On February 14th, NVIDIA published a paper titled "DoRA: Weight-Decomposed Low-Rank Adaptation", proposing a LoRA-like technology named DoRA. By paying attention to both the magnitude and direction changes during weight updates, DoRA achieves an effect closer to fine-tune than LoRA.
Since there is no source code available, it is uncertain when the open-source community will be able to apply this new technology to models like SD. However, in addition to DoRA itself, they also analyzed the differences between LoRA and fine-tune, which I find quite interesting.

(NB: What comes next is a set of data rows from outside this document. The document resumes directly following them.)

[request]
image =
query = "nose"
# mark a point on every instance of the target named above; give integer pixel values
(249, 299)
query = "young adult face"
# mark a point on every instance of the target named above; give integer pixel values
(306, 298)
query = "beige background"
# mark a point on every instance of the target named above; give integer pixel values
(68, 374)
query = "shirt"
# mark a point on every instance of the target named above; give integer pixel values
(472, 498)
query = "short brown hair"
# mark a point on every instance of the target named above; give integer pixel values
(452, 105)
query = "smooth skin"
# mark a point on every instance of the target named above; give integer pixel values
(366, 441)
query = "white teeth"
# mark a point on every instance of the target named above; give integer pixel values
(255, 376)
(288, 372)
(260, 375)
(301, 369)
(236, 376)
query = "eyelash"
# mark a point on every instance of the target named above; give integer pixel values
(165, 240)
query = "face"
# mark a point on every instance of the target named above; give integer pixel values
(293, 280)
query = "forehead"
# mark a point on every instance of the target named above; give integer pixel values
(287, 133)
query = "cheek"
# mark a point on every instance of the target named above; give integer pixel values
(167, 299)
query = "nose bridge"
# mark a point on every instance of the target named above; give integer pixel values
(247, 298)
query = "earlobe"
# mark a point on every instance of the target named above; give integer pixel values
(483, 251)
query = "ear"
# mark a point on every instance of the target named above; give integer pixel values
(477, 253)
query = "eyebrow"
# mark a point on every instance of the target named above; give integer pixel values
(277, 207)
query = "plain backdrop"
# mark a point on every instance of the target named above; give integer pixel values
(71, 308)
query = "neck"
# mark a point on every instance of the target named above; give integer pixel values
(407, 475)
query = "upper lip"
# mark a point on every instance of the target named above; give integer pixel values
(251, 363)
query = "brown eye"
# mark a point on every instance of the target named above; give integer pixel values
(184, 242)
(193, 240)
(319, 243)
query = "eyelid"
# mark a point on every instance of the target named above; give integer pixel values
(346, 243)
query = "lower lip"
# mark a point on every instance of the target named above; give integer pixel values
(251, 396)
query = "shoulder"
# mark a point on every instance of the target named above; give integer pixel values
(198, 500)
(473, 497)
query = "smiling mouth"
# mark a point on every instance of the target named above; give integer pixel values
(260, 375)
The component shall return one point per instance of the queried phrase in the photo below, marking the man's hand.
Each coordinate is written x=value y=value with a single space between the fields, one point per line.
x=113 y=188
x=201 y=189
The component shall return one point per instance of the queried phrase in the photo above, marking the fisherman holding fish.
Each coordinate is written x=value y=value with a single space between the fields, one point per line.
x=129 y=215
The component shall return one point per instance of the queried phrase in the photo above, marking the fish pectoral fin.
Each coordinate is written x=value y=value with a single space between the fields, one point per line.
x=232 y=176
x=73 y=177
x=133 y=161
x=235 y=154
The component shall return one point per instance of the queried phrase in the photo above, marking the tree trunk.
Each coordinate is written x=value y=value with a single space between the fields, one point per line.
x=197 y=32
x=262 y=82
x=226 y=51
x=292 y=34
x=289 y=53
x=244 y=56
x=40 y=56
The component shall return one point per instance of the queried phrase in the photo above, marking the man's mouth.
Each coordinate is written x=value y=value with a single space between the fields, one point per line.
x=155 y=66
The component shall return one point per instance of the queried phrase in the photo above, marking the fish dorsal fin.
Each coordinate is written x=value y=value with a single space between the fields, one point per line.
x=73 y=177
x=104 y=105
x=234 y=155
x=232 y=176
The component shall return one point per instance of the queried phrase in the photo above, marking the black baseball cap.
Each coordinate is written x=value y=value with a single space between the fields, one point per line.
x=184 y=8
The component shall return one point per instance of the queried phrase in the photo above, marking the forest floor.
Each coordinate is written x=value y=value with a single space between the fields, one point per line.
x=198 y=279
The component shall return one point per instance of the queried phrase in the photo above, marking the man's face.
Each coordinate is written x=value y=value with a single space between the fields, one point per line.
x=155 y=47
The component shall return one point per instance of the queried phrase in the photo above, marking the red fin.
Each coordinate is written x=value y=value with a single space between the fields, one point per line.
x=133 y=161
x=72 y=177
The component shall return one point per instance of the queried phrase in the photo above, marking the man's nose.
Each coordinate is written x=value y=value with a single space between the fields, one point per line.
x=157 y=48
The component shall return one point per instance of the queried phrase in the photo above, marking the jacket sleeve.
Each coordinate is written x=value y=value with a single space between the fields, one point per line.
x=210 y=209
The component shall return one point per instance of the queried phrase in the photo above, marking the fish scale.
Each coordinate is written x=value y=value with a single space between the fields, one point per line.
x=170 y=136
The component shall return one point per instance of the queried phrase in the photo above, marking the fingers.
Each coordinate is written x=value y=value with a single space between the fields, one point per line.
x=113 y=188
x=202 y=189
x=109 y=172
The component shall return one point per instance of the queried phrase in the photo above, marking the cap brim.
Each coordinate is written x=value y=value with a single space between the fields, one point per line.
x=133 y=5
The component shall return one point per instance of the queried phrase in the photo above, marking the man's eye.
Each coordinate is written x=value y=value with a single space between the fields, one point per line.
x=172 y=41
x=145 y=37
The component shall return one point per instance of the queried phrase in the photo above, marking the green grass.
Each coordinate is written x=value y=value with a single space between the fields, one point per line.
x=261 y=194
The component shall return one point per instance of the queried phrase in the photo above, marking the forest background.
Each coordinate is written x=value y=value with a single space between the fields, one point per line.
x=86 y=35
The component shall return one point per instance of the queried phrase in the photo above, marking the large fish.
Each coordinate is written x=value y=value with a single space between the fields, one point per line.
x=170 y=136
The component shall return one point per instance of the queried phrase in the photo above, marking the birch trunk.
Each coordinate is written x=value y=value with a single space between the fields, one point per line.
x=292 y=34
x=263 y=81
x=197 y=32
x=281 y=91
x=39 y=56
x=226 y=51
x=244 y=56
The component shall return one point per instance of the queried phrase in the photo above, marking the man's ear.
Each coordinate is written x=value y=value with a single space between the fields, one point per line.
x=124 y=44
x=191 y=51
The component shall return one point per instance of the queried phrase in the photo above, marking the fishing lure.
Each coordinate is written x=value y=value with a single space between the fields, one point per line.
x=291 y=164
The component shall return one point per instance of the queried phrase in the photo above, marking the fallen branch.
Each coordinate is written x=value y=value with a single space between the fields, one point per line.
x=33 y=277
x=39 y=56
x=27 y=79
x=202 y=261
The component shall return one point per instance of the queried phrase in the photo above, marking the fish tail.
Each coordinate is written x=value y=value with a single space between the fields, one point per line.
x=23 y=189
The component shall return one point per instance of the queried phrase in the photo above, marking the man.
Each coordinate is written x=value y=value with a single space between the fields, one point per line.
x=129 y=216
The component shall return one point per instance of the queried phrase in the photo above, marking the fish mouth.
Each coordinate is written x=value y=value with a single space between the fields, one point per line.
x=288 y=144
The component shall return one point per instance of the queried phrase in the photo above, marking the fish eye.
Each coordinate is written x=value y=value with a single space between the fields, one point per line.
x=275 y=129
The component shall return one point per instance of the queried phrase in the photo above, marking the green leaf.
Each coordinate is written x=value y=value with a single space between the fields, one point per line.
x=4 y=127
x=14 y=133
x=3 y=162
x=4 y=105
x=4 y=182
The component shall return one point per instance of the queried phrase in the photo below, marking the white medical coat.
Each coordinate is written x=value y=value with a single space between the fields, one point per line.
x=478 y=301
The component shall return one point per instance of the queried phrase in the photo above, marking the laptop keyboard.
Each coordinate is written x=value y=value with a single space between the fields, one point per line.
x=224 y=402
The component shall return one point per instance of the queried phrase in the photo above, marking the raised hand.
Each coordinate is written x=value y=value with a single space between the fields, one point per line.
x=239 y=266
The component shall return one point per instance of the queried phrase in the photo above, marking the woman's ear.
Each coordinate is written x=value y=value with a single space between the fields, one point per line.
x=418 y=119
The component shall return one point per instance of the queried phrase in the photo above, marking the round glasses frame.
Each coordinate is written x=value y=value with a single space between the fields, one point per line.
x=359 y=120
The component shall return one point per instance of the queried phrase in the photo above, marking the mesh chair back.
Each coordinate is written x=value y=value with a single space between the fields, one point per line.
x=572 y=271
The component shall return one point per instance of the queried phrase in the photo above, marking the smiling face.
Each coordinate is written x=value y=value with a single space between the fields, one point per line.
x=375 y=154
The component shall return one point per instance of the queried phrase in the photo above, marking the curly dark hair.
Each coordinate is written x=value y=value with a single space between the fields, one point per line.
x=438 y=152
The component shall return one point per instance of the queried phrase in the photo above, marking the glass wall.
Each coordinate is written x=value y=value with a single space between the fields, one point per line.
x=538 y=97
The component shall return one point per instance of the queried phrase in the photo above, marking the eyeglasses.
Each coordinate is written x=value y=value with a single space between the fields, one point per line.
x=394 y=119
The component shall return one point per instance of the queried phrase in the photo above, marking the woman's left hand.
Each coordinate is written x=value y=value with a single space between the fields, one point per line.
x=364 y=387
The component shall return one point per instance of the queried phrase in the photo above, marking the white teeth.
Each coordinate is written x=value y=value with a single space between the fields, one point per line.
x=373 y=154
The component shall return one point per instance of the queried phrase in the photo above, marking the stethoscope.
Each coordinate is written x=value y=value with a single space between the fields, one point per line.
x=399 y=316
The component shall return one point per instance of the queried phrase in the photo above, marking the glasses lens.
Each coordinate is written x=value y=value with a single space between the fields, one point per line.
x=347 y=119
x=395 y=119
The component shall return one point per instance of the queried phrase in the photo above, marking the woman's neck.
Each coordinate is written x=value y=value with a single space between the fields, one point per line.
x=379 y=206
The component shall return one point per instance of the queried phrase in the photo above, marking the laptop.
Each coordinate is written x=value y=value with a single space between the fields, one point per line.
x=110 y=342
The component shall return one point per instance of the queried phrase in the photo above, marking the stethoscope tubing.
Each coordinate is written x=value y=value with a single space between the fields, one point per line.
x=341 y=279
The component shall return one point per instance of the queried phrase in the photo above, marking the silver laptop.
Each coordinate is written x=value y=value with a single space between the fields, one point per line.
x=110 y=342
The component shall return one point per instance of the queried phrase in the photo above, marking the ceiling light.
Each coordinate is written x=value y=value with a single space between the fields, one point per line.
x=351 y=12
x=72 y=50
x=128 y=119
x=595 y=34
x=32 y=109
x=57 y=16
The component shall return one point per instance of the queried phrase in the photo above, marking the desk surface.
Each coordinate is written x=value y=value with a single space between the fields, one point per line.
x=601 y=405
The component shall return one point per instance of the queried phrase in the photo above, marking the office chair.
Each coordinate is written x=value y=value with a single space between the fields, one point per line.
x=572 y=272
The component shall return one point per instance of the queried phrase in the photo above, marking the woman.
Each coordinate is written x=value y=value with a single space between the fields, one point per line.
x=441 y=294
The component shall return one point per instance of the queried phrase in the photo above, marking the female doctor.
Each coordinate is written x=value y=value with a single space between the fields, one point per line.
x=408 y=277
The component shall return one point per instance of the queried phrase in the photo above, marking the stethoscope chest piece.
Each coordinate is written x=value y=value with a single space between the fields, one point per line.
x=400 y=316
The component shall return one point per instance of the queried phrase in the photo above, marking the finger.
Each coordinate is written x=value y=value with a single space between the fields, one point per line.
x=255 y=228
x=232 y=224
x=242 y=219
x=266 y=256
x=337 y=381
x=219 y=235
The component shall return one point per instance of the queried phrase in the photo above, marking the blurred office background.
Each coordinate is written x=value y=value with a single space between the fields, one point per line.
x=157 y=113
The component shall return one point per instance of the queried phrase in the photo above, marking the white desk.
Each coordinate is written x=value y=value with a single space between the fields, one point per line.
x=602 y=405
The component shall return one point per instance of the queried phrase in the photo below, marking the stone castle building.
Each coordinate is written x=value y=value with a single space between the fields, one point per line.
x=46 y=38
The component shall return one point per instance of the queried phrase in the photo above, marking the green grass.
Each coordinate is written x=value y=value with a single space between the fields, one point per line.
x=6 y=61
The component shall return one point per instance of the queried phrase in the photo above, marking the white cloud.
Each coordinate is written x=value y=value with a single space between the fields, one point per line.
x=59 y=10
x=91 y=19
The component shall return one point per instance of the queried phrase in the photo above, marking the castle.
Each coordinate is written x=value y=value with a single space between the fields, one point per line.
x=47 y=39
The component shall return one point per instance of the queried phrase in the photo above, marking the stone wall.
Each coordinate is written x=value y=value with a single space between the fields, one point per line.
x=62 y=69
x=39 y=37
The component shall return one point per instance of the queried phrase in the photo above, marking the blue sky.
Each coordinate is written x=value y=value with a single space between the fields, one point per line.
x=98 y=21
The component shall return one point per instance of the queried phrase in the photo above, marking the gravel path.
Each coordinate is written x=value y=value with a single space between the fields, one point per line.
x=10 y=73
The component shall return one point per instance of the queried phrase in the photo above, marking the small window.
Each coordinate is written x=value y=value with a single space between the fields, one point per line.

LoRA can be considered a low-rank approximation to fine-tune, where increasing the rank allows LoRA to achieve a fine-tuning effect similar to fine-tune. Previously, most research attributed the difference in fine-tuning accuracy between LoRA and fine-tune to the difference in the number of optimization parameters they use.
However, this study paid special attention to the magnitude and direction of weight updates during the training process of fine-tune, LoRA, and their proposed DoRA. They discovered that there is a significant positive correlation between the size and direction changes of weight updates in LoRA at each step of the training process, as shown in the following figure:
This is quite different from finetuning and DoRA. In other words, when LoRA updates weights, it either makes large-magnitude + large-direction changes or small-magnitude + small-direction changes, therefore lacking the ability to make more nuanced and diverse adjustments, such as implementing large-scale magnitude updates with minimal changes in direction. Although this may not be practically useful to everyone, it can help deepen the understanding of the differences between LoRA and fine-tune, so I've decided to record this information.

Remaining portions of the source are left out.